The World Without Us
Author: Alan Weisman
Amazon info
Sometimes I take an unusual perspective with respect to dramatic issues such as global warming, overpopulation, or pollution. I think that it simply doesn't matter. The planet will be fine. Humans will either die off, or possibly evolve into some human/machine mix that is capable of living in the new environment. In either case, with the human population greatly reduced, the planet will recover.
So, I was fascinated to see a book available on this exact topic. I had even seen a book review in some magazine with nice graphics illustrating the time lines. I couldn't wait to read it. Of course, it would take forever to show up in the library, but hey, Molly has a new Kindle that required "testing" :). So, I downloaded the book and started reading.
Disappointing (but mostly due to high hopes). First, it might have been reading it on the Kindle - which I find works very well for fiction and historical fiction, but I haven't read much non-fiction on it. Or perhaps it was the poor organization of the book. I am guessing the latter. I certainly noticed that most of the paragraphs were written in "mystery form" - a series of teasers with the final answer at the end. For example (making this up) - "Then there emerged the greatest ecological danger that humanity had ever faced.... on and on for five more sentences, until it finally resolves as something like 'plastic bags' ". The book seemed to go on for an overly long time without much coherent structure. At times I felt "lost" as in where am I in the author's train of thought and where are we going.

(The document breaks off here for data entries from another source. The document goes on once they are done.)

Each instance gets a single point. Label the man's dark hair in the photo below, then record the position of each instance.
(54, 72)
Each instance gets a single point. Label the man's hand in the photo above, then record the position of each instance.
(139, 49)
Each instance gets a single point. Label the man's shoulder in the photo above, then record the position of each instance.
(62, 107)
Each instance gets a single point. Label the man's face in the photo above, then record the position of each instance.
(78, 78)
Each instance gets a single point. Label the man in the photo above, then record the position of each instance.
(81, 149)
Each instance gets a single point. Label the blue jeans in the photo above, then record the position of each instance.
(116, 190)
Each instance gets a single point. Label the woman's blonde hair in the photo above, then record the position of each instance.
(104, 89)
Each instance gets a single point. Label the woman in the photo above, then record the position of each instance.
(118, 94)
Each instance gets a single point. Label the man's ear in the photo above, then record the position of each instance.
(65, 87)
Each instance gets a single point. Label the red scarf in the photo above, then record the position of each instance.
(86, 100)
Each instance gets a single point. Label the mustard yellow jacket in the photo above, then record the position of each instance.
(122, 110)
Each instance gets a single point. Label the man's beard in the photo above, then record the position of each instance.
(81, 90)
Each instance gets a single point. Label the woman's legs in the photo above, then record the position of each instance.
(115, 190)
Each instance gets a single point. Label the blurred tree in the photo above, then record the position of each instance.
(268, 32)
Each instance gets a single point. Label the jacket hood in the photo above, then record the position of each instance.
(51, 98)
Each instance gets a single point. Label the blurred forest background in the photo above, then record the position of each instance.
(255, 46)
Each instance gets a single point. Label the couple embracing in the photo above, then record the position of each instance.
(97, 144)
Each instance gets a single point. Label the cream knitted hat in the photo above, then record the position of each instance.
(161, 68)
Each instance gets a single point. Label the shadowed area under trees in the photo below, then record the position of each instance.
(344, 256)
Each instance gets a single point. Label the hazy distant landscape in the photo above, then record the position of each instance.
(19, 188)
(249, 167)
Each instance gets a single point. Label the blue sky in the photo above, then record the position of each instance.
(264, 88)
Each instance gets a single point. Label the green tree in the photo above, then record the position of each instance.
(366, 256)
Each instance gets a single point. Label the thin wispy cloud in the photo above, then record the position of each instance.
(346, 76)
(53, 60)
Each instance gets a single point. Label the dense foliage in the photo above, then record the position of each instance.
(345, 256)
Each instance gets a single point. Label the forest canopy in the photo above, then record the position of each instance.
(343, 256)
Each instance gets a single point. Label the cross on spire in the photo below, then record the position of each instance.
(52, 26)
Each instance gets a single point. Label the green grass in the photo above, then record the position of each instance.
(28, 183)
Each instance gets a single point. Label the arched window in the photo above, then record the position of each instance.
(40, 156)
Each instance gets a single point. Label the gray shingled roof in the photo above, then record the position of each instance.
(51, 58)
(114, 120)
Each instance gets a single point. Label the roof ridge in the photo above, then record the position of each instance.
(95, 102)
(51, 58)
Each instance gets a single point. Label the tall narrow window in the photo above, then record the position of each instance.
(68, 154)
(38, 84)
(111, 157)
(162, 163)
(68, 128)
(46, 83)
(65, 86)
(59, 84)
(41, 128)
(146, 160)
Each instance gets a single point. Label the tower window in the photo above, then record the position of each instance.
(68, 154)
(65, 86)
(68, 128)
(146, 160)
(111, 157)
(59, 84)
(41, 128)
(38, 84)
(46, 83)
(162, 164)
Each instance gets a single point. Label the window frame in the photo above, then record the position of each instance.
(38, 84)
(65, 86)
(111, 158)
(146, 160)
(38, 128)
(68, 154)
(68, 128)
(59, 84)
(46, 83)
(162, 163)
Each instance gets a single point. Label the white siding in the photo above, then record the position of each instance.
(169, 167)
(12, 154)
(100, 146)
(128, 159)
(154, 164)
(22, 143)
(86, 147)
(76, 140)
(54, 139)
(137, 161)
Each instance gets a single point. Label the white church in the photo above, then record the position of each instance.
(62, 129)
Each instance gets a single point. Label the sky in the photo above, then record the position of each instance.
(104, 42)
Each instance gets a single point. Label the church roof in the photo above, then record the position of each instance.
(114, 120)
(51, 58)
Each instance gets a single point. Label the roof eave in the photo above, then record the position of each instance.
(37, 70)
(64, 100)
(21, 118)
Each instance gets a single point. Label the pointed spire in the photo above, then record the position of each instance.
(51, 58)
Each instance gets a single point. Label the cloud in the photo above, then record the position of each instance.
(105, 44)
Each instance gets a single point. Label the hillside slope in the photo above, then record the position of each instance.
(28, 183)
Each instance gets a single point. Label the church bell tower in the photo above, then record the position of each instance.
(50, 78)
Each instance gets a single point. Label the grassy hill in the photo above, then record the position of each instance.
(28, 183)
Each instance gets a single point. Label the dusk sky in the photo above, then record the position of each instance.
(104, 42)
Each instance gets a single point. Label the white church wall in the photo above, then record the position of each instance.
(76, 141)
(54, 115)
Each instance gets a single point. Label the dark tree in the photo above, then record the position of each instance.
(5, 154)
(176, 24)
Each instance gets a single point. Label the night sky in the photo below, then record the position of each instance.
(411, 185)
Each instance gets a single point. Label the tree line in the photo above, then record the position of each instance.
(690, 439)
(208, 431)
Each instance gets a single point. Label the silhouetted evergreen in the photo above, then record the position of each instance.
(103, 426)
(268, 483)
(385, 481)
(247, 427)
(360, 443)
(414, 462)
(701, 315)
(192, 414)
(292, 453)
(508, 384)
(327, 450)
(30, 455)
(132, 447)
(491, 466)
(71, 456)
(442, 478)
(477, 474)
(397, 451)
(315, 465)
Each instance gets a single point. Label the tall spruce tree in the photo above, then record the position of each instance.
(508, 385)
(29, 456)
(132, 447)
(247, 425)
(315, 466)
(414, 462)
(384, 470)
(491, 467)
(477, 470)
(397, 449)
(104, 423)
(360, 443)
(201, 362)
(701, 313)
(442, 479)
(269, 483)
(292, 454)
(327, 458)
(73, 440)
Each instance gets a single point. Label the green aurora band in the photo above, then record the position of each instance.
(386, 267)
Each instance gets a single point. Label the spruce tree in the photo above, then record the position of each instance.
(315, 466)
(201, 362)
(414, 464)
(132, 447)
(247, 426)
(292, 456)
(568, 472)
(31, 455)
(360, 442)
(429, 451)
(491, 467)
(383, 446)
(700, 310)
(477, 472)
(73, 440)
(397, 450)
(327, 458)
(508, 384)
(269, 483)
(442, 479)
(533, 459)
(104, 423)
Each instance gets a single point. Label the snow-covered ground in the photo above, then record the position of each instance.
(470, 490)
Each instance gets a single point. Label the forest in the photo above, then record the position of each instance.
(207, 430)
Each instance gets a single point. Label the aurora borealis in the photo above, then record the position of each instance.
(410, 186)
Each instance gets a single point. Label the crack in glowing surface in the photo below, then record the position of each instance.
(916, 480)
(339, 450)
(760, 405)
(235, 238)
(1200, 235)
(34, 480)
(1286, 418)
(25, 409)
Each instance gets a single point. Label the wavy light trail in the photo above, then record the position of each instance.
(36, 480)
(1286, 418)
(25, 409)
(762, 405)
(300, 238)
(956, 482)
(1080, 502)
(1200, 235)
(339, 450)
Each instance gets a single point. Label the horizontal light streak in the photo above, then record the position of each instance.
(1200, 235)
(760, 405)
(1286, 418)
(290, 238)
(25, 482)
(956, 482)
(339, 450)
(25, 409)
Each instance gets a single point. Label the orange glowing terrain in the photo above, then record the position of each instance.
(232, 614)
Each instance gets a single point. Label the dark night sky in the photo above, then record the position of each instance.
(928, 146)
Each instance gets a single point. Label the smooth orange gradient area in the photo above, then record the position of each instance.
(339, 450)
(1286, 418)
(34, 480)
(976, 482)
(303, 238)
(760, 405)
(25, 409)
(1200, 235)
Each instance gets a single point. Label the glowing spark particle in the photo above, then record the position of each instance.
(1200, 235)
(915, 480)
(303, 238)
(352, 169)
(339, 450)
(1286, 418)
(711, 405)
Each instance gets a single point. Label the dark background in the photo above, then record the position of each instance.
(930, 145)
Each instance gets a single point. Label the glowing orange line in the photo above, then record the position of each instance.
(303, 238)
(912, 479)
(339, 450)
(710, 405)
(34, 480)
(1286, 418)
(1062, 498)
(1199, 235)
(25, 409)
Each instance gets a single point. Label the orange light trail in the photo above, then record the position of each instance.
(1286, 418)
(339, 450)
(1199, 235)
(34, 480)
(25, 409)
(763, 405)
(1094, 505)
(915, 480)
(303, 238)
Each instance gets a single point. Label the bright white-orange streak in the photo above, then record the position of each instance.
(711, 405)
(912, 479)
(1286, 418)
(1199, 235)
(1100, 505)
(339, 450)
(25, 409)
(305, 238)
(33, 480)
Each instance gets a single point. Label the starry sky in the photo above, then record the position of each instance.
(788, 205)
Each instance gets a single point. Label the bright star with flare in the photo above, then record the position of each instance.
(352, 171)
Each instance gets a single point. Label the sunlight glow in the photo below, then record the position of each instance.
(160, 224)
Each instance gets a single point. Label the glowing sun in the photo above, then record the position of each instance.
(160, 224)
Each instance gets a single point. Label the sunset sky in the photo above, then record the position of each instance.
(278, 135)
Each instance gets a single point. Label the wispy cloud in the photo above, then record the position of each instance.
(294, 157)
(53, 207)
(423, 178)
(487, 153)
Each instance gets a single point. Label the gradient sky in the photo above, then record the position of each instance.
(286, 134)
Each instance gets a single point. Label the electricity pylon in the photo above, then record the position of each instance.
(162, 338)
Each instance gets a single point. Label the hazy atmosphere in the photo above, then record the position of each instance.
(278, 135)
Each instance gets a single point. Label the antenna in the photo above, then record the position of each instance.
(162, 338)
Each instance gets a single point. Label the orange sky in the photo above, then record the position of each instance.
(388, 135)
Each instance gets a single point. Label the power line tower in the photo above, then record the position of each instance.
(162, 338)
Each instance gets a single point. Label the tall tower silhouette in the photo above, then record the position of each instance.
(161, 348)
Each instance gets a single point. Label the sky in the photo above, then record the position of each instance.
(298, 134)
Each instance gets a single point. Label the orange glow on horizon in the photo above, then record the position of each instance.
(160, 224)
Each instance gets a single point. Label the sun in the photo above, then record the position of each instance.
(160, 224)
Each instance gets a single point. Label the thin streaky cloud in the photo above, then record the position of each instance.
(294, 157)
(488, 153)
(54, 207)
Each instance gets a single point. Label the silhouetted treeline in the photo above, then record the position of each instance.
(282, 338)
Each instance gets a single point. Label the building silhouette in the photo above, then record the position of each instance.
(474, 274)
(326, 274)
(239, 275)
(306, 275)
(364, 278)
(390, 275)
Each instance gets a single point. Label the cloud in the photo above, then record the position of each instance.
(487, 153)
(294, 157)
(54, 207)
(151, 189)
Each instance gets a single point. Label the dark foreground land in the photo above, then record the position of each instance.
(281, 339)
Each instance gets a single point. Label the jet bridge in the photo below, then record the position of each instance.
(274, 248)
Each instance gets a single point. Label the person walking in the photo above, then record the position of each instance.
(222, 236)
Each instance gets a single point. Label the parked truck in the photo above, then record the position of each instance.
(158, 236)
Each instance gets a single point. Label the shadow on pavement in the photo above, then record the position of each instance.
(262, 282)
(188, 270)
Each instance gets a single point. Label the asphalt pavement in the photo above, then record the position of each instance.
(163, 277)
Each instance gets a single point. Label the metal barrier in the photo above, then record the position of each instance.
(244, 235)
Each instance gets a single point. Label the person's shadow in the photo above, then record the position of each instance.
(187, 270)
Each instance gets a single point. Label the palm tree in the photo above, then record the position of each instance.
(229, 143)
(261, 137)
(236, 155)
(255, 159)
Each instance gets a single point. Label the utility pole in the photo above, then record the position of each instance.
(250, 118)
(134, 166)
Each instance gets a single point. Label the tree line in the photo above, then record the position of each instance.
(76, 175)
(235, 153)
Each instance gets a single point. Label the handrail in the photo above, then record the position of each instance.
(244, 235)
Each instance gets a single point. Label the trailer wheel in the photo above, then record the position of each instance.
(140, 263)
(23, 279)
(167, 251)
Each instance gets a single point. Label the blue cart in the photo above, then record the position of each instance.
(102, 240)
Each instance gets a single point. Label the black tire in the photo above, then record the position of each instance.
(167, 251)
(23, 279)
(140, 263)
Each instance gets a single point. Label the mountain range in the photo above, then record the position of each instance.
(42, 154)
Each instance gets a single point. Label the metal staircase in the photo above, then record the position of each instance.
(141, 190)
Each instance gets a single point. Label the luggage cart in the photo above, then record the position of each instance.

On the positive side, each of the sections was interesting (if somewhat repetitive) and the scope of the book is admittedly huge. The question pondered is what would happen if one day humans all miraculously disappear. What would fall apart (nearly everything), what would remain (ceramics, bronze, glass, dioxins, nuclear waste), and what would happen. I was expecting a chronological treatment (perhaps misled by the timelines in the magazine article) - and it would be a challenge to do a worldwide timeline. So instead, the author has chapters that cover various topics. There is a chapter on what works of humans survive, there is a chapter on the Korean DMZ (which has been human free for about 50 years), there is a chapter on bronze and how ceramics survive. All in all, lots of useful information (plastic bags turn out to be especially evil) - but perhaps it could have been better organized. Reading it felt like 800 pages, but according to Amazon, the page count is only 336 pages.
Recommended: To those interested in future visions, green reading.